Doug LaMalfa Congressman CA

(Washington, DC) – Congressman Doug LaMalfa (R-Richvale) issued the following statement after announcing a town hall meeting to take place in Redding, California in April.

LaMalfa said: “I invite residents of Shasta County and surrounding areas to join me at the McLaughlin Auditorium at Sequoia Middle School on April 19th for an in-person town hall meeting. The 115th Congress is well under way, so come prepared to share your ideas and engage in a productive community discussion on our goals moving forward.

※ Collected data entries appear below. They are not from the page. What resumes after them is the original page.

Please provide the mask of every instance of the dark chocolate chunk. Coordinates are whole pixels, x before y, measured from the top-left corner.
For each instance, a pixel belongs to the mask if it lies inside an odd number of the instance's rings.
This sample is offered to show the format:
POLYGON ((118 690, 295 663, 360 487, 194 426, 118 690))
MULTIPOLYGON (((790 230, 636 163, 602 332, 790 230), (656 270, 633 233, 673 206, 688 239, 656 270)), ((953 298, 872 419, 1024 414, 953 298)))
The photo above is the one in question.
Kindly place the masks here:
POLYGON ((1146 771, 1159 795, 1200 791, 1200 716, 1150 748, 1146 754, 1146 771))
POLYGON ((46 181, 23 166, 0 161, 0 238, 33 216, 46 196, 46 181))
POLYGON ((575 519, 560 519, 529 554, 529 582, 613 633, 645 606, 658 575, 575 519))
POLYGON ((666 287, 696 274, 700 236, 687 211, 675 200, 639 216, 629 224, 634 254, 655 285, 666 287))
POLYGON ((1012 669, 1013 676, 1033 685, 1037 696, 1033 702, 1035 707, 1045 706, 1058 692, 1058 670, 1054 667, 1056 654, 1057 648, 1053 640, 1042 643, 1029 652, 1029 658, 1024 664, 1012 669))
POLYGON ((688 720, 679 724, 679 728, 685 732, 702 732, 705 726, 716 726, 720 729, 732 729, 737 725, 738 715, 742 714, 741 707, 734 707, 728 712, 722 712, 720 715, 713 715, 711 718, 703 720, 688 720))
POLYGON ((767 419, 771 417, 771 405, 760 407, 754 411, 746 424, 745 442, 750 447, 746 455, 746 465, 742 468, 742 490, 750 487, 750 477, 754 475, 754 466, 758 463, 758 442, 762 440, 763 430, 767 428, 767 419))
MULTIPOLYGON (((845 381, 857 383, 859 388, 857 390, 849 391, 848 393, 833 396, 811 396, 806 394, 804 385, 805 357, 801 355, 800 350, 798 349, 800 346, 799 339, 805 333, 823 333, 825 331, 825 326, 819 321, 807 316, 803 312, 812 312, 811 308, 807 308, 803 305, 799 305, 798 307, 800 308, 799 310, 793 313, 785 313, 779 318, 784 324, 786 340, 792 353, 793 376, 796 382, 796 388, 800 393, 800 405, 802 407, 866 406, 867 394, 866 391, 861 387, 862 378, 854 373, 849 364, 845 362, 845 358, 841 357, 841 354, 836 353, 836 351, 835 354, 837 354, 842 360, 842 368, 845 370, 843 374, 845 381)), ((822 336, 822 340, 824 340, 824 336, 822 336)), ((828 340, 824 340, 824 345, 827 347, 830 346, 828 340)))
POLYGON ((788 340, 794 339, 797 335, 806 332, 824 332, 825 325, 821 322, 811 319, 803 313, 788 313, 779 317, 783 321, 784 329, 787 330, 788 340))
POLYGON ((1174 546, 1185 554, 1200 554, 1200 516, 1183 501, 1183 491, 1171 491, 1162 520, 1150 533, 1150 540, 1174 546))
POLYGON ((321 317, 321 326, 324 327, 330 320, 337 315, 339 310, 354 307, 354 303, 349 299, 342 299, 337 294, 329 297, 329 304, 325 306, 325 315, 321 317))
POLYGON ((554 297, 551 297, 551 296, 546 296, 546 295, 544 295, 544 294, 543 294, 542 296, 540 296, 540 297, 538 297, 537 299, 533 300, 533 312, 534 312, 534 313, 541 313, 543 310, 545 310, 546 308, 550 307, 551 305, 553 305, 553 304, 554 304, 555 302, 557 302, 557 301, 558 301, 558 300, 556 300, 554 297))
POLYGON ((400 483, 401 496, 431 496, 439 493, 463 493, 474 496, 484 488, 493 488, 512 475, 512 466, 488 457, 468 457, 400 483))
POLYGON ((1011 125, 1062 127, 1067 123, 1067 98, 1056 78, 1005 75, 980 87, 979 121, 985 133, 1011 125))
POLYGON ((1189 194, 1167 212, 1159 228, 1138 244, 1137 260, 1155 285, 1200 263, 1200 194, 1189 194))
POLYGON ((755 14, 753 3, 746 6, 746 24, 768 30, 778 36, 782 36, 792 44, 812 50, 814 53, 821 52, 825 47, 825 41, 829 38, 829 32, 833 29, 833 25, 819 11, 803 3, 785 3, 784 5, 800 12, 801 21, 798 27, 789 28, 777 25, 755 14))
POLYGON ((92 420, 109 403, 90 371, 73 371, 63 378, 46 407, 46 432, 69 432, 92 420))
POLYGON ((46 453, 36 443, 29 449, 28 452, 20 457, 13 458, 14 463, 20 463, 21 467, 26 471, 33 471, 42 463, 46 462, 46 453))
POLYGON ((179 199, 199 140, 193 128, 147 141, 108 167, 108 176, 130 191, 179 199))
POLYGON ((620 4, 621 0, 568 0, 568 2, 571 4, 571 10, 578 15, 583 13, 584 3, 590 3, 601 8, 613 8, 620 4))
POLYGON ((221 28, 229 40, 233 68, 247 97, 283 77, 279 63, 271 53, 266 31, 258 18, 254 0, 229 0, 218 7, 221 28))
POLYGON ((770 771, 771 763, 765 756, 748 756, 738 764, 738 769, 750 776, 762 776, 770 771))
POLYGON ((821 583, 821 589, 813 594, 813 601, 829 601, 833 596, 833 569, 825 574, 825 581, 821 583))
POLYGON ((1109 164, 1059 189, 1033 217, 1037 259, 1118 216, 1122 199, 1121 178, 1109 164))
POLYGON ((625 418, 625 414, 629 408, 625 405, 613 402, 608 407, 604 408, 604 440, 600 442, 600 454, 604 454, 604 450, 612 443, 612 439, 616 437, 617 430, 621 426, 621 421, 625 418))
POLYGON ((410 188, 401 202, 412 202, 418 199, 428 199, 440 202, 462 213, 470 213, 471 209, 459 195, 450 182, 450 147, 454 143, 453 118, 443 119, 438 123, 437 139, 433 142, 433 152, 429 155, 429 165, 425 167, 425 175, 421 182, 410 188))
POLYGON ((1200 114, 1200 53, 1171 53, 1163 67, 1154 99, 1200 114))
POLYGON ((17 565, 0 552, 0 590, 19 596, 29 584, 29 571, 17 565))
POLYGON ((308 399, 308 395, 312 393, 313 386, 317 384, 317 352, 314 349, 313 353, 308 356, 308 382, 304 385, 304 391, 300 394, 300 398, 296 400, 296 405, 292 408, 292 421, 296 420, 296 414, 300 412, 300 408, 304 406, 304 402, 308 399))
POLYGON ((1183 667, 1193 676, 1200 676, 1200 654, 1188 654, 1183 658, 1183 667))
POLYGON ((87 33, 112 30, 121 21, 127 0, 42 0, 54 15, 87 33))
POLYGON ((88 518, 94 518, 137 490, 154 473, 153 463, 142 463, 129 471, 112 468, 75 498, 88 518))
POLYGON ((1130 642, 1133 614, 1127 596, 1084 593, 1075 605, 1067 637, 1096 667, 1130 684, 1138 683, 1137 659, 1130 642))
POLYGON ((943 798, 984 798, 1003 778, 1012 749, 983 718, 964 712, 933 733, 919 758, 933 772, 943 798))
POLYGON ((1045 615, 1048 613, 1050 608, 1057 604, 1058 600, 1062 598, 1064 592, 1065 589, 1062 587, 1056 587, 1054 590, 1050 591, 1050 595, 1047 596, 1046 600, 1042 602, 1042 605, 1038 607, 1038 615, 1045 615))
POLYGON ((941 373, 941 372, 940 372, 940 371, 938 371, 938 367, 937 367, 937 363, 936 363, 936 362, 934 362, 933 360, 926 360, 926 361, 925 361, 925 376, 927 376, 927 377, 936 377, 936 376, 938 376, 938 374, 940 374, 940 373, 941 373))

I look forward to seeing you all there.”


Who: Congressman Doug LaMalfa

What: In-person Town Hall meeting

When: Wednesday, April 19, at 5:30PM PST

Where: McLaughlin Auditorium at Sequoia Middle School

1805 Sequoia Street, Redding, CA 96001


For questions, please contact Representative LaMalfa’s Redding district office at (530)223-5859 or his Washington, D.C. office at (202)225-3076.

*Note: No large signs, banners, signs with sticks, or weapons of any kind will be permitted on the campus.

Congressman Doug LaMalfa is a lifelong farmer representing California’s First Congressional District, including Butte, Glenn, Lassen, Modoc, Nevada, Placer, Plumas, Shasta, Sierra, Siskiyou and Tehama Counties.